As the New Year approaches, more uncertainty continues to abound around Y2K. Will your electricity work? (Probably) Will your water keep running but have some small glitches? (Possibly) Will the sewers be 100% ready? (Maybe not) Also, what about the stability of the financial markets?

Last week, Jude Wanninski of Polyconomics, Inc. had Senator Bob Bennett (R-UT) as the keynote speaker at his NYC client dinner. For the past 18 months, Polyconomics has been conducting a major Y2K study for its financial clients. Senator Bennett is chairman of the Senate Select Y2K Committee.

The Senator had these thoughts:

1. The first quarter of 2000 will be a slow growth quarter for the economy, based on the uncertainties of Y2K. But, the economy won't know the full effects until late March or April, or later.

2. The old Soviet Union will have the greatest incidence of failure because "the great majority of computers in use were pirated versions of old IBM machines that are the most vulnerable to failure."

3. On the domestic front, power grids are expected to be functioning. More good news includes a surplus of power in the system, based on wintertime usage patterns that are much less than summertime needs.

The rollover into Y2K will begin in New Zealand, giving the USA 15 hours lead-time to assess the first effects. Senator Bennett specifically expressed anxieties about "down the road" when the U.S. may see some problems in dispensing food stamps and welfare checks.

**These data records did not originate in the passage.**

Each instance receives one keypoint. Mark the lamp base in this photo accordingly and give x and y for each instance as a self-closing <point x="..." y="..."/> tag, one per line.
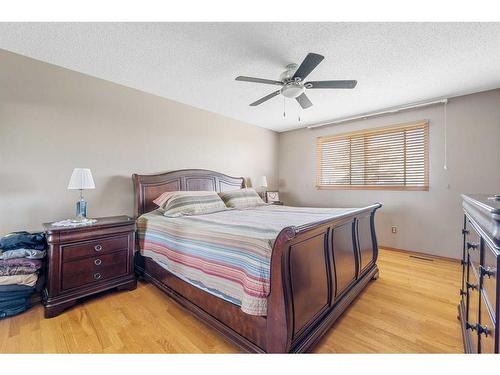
<point x="81" y="209"/>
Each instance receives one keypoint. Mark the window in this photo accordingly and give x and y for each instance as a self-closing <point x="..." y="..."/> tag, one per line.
<point x="393" y="158"/>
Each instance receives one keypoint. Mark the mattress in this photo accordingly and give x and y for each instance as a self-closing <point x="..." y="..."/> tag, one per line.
<point x="227" y="253"/>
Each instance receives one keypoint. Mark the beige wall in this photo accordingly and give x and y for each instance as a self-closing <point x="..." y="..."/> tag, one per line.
<point x="427" y="221"/>
<point x="53" y="119"/>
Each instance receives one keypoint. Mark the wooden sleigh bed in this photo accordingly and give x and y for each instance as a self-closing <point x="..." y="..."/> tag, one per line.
<point x="317" y="270"/>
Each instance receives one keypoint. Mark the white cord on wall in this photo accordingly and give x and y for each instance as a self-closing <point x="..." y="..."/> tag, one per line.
<point x="445" y="166"/>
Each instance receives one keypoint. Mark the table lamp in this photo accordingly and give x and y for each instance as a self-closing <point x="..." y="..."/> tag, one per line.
<point x="81" y="179"/>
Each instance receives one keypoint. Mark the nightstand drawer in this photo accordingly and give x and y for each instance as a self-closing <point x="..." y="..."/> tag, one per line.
<point x="94" y="248"/>
<point x="89" y="270"/>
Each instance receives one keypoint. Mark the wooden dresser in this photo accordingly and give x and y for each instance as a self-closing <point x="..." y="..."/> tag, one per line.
<point x="479" y="303"/>
<point x="82" y="261"/>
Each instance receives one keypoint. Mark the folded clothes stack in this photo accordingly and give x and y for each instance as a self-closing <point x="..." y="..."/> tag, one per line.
<point x="21" y="255"/>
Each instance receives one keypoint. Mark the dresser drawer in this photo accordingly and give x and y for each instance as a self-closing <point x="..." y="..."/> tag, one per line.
<point x="473" y="248"/>
<point x="94" y="269"/>
<point x="487" y="328"/>
<point x="94" y="248"/>
<point x="489" y="275"/>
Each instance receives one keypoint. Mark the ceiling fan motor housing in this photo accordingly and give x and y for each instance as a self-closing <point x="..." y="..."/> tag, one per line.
<point x="292" y="89"/>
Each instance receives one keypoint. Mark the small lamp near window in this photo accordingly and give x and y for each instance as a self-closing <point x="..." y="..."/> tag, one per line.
<point x="263" y="184"/>
<point x="81" y="179"/>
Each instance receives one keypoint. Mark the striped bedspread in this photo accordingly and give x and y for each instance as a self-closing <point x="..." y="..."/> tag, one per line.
<point x="225" y="253"/>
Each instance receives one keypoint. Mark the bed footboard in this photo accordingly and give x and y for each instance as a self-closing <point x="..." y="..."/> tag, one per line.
<point x="316" y="272"/>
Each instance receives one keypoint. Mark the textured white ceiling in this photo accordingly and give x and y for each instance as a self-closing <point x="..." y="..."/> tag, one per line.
<point x="196" y="63"/>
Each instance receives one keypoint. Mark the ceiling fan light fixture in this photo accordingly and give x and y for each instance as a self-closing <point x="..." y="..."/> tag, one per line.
<point x="292" y="90"/>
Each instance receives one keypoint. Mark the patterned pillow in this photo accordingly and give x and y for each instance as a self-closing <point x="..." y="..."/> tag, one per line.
<point x="180" y="203"/>
<point x="242" y="198"/>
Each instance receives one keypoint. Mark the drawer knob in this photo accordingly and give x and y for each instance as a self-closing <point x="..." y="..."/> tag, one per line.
<point x="472" y="327"/>
<point x="487" y="271"/>
<point x="471" y="286"/>
<point x="482" y="330"/>
<point x="471" y="245"/>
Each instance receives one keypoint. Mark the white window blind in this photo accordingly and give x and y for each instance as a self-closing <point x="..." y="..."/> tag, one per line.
<point x="390" y="158"/>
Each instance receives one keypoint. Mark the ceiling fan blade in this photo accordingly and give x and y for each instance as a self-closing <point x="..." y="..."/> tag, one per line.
<point x="265" y="98"/>
<point x="304" y="101"/>
<point x="331" y="84"/>
<point x="310" y="62"/>
<point x="259" y="80"/>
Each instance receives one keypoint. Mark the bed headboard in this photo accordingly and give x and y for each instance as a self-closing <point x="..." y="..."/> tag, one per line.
<point x="148" y="187"/>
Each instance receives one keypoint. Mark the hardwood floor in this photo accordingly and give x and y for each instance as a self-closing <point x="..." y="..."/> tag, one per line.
<point x="411" y="308"/>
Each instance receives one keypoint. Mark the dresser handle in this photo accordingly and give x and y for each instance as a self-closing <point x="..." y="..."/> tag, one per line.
<point x="472" y="327"/>
<point x="483" y="330"/>
<point x="472" y="246"/>
<point x="471" y="286"/>
<point x="487" y="271"/>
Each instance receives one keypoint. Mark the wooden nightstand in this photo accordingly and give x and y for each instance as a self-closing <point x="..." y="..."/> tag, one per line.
<point x="82" y="261"/>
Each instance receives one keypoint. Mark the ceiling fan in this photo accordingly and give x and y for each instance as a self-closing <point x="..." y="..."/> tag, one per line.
<point x="293" y="85"/>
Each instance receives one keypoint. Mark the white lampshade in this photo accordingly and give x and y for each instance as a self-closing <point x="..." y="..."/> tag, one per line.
<point x="263" y="181"/>
<point x="81" y="178"/>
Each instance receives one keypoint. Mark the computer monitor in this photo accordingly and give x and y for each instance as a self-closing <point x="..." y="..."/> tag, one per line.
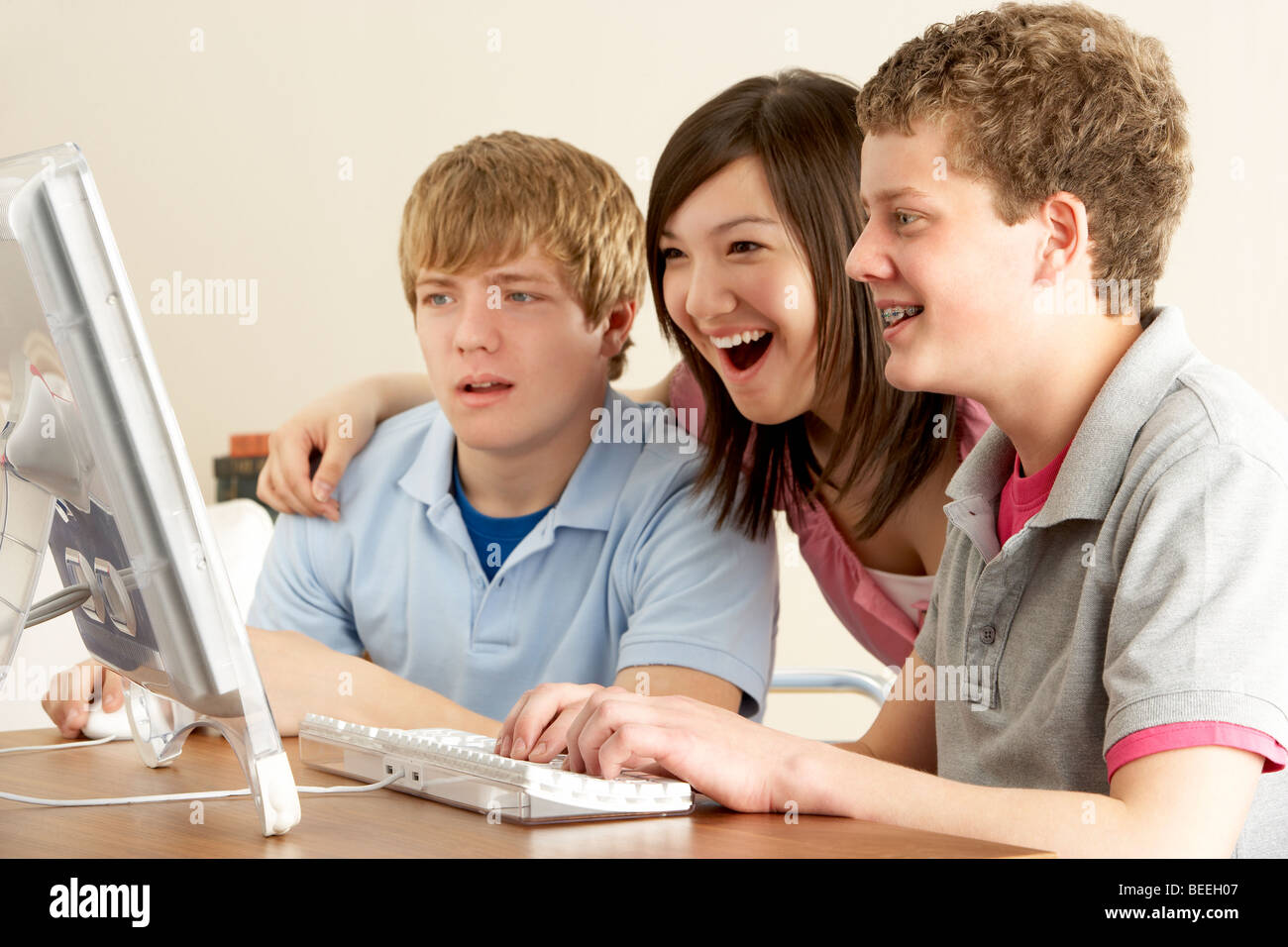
<point x="95" y="471"/>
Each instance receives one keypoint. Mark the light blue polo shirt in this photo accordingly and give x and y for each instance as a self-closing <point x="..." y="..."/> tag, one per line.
<point x="626" y="570"/>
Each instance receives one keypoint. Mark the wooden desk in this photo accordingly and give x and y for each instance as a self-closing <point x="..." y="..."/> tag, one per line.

According to Wanninski, he agreed with Bennett and added, "the most serious mechanical problems might be addressed in the first 72 hours, but there will be dark corners that won't be lit up for a really confident assessment of the financial markets for at least another several weeks."

What to Do?

To be prepared, here's a checklist.

The markets will be jittery during the first quarter of 2000. Expect volatility. If you are in the market for the long haul, it's time to ride it out. If you are concerned about the stock market, hedge your bets and move a portion of your investments into T-bonds or the corporate bond sector

Do the obvious for New Year: Keep a bit more drinking water on hand. Have some extra canned goods in the pantry as well. Buy a good flashlight with batteries. Have wood to burn in the fireplace. Keep a bit more cash on hand; perhaps double your normal amount. Fill your car up with gas, before New Years Eve. Finalize your investment portfolio, right after Christmas, and stick with your decisions for the first quarter of 2000.

There is still time to prepare in this manner. Take some time to think about your investments and make the best decision based on the amount of risk you are willing to take. In the long haul, the stock market is still the best investment on earth. Just make sure you are prepared for the potential volatility of the next several months when uncertainty will still abound.